Local road access for High Productivity Freight Vehicles

Advantia proudly delivered this important research for Austroads, which includes a comprehensive discussion of the main impediments to road access, numerous case studies, and a series of recommendations.

It is a unique challenge for road managers to approve road access for High Productivity Freight Vehicles. Typically a product of the Performance Based Standards Scheme, the larger and heavier road freight vehicles of today have the potential to exceed the geometric and structural capacity of our road system. More often than not, however, barriers to access approval for these vehicles have no basis in infrastructure capacity. Regardless of their basis, barriers must be identified and overcome if Australia’s world-leading progression towards safer and more efficient road freight transport is to continue.

Local road managers are subject to specific challenges not faced by their state and territory counterparts. Those challenges were perhaps not sufficiently recognised and acknowledged by those who developed and promoted the Performance Based Standards Scheme over the past two decades. This, coupled with the importance of local road access to many transport tasks, puts the challenges currently faced by local road managers front and centre in this research.

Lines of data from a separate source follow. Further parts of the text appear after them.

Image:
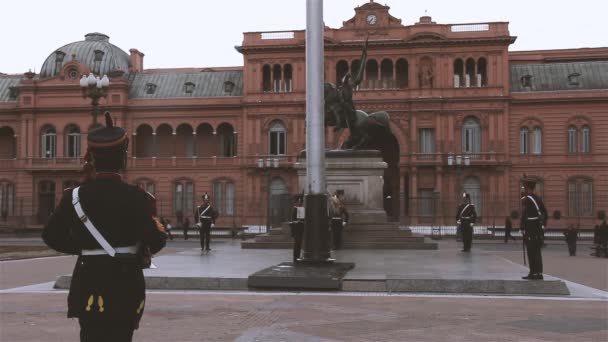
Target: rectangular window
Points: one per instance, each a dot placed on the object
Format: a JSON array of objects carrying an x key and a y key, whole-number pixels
[
  {"x": 427, "y": 203},
  {"x": 229, "y": 199},
  {"x": 537, "y": 141},
  {"x": 572, "y": 140},
  {"x": 586, "y": 201},
  {"x": 572, "y": 200},
  {"x": 73, "y": 145},
  {"x": 585, "y": 141},
  {"x": 523, "y": 141},
  {"x": 426, "y": 140},
  {"x": 178, "y": 198},
  {"x": 218, "y": 195}
]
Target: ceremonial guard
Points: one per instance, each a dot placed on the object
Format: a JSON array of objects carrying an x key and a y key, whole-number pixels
[
  {"x": 339, "y": 218},
  {"x": 571, "y": 235},
  {"x": 297, "y": 226},
  {"x": 113, "y": 228},
  {"x": 465, "y": 219},
  {"x": 205, "y": 220},
  {"x": 533, "y": 221}
]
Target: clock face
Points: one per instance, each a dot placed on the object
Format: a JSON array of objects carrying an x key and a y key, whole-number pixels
[{"x": 372, "y": 19}]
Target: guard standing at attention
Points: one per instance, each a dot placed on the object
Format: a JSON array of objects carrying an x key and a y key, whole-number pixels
[
  {"x": 533, "y": 221},
  {"x": 113, "y": 228},
  {"x": 205, "y": 220},
  {"x": 465, "y": 218}
]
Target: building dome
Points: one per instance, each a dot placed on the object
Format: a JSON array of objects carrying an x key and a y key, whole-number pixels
[{"x": 95, "y": 51}]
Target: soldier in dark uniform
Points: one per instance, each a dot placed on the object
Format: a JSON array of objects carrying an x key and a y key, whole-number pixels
[
  {"x": 571, "y": 236},
  {"x": 297, "y": 226},
  {"x": 465, "y": 218},
  {"x": 533, "y": 221},
  {"x": 107, "y": 292},
  {"x": 205, "y": 220}
]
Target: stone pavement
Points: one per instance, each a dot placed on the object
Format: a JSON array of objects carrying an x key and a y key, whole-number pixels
[{"x": 446, "y": 270}]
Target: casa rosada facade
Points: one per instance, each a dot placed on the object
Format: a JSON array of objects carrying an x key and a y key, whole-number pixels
[{"x": 466, "y": 114}]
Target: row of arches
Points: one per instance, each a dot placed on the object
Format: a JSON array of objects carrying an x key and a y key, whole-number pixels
[{"x": 185, "y": 141}]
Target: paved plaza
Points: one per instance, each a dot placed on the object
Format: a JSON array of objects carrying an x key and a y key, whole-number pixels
[{"x": 31, "y": 310}]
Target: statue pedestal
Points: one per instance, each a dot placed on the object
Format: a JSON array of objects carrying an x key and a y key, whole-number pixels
[{"x": 359, "y": 173}]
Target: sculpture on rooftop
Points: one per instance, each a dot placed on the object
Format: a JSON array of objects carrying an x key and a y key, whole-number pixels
[{"x": 340, "y": 112}]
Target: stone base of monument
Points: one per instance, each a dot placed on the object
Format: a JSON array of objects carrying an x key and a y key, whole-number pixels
[
  {"x": 359, "y": 175},
  {"x": 303, "y": 276}
]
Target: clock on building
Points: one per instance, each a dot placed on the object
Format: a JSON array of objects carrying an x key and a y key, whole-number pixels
[{"x": 371, "y": 19}]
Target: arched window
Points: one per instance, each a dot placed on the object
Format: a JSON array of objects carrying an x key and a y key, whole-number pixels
[
  {"x": 227, "y": 140},
  {"x": 223, "y": 197},
  {"x": 470, "y": 73},
  {"x": 276, "y": 78},
  {"x": 523, "y": 140},
  {"x": 471, "y": 136},
  {"x": 482, "y": 72},
  {"x": 72, "y": 142},
  {"x": 7, "y": 199},
  {"x": 572, "y": 139},
  {"x": 371, "y": 73},
  {"x": 537, "y": 140},
  {"x": 458, "y": 73},
  {"x": 266, "y": 83},
  {"x": 146, "y": 185},
  {"x": 48, "y": 140},
  {"x": 206, "y": 141},
  {"x": 402, "y": 73},
  {"x": 280, "y": 202},
  {"x": 144, "y": 142},
  {"x": 46, "y": 200},
  {"x": 277, "y": 138},
  {"x": 473, "y": 187},
  {"x": 580, "y": 197},
  {"x": 7, "y": 143},
  {"x": 183, "y": 198},
  {"x": 184, "y": 141},
  {"x": 164, "y": 141},
  {"x": 288, "y": 70},
  {"x": 386, "y": 73},
  {"x": 341, "y": 70},
  {"x": 585, "y": 139}
]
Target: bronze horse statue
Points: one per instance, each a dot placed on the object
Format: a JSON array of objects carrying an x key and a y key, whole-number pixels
[{"x": 365, "y": 129}]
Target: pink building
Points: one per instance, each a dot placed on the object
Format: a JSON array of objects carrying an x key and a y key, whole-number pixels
[{"x": 466, "y": 114}]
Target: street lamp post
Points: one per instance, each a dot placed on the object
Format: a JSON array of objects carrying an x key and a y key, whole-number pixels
[
  {"x": 266, "y": 166},
  {"x": 94, "y": 88}
]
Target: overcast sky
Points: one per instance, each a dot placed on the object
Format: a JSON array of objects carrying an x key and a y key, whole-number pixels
[{"x": 197, "y": 33}]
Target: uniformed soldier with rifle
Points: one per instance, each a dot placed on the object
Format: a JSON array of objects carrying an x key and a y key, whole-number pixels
[
  {"x": 113, "y": 228},
  {"x": 533, "y": 222},
  {"x": 205, "y": 220},
  {"x": 465, "y": 219}
]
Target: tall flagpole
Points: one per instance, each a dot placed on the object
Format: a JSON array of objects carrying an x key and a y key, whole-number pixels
[{"x": 316, "y": 233}]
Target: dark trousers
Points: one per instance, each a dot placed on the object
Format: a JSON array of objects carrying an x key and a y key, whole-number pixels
[
  {"x": 205, "y": 235},
  {"x": 535, "y": 257},
  {"x": 297, "y": 232},
  {"x": 96, "y": 332},
  {"x": 508, "y": 235},
  {"x": 572, "y": 248},
  {"x": 467, "y": 235},
  {"x": 336, "y": 232}
]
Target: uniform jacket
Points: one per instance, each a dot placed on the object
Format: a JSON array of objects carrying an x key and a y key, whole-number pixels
[
  {"x": 531, "y": 222},
  {"x": 468, "y": 216},
  {"x": 211, "y": 212},
  {"x": 103, "y": 287}
]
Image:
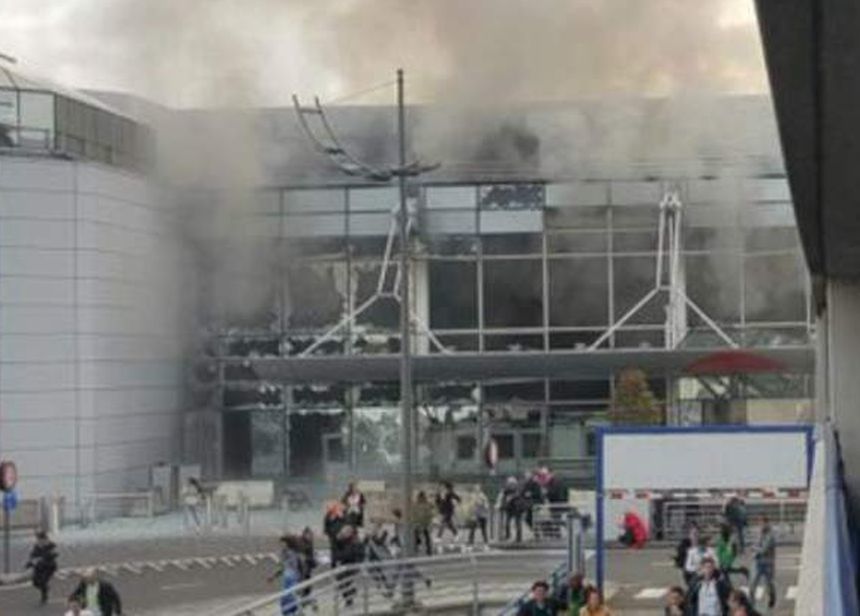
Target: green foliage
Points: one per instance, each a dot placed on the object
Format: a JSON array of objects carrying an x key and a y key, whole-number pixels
[{"x": 633, "y": 401}]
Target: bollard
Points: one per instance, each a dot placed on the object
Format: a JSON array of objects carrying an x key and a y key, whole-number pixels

Through various stakeholder consultations, an outline of the contemporary barriers to local road access was compiled. The findings of face-to-face interviews with more than 40 professionals from state road authorities, local government associations, local councils, transport industry associations, transport companies and other government agencies were combined with those of an online stakeholder survey to produce a discussion of the barriers to Australia’s High Productivity Freight Vehicles.

While infrastructure capacity constraints do feature among the barriers, the vast majority of barriers were found to stem from road managers’ incomplete understanding of Performance Based Standards, resource shortages, and areas for improvement in the Heavy Vehicle National Law.

Seven real-life case studies were compiled to demonstrate how some road managers overcame concerns about swept path width, intersection clearance time, route compliance, increased infrastructure consumption, bridge loading and stakeholder acceptance to ultimately provide access where it was due.

Ten recommendations for further investigation are presented, focusing on education, funding needs, legislative change, appeals processes, cost recovery frameworks and route assessment guidelines and tools.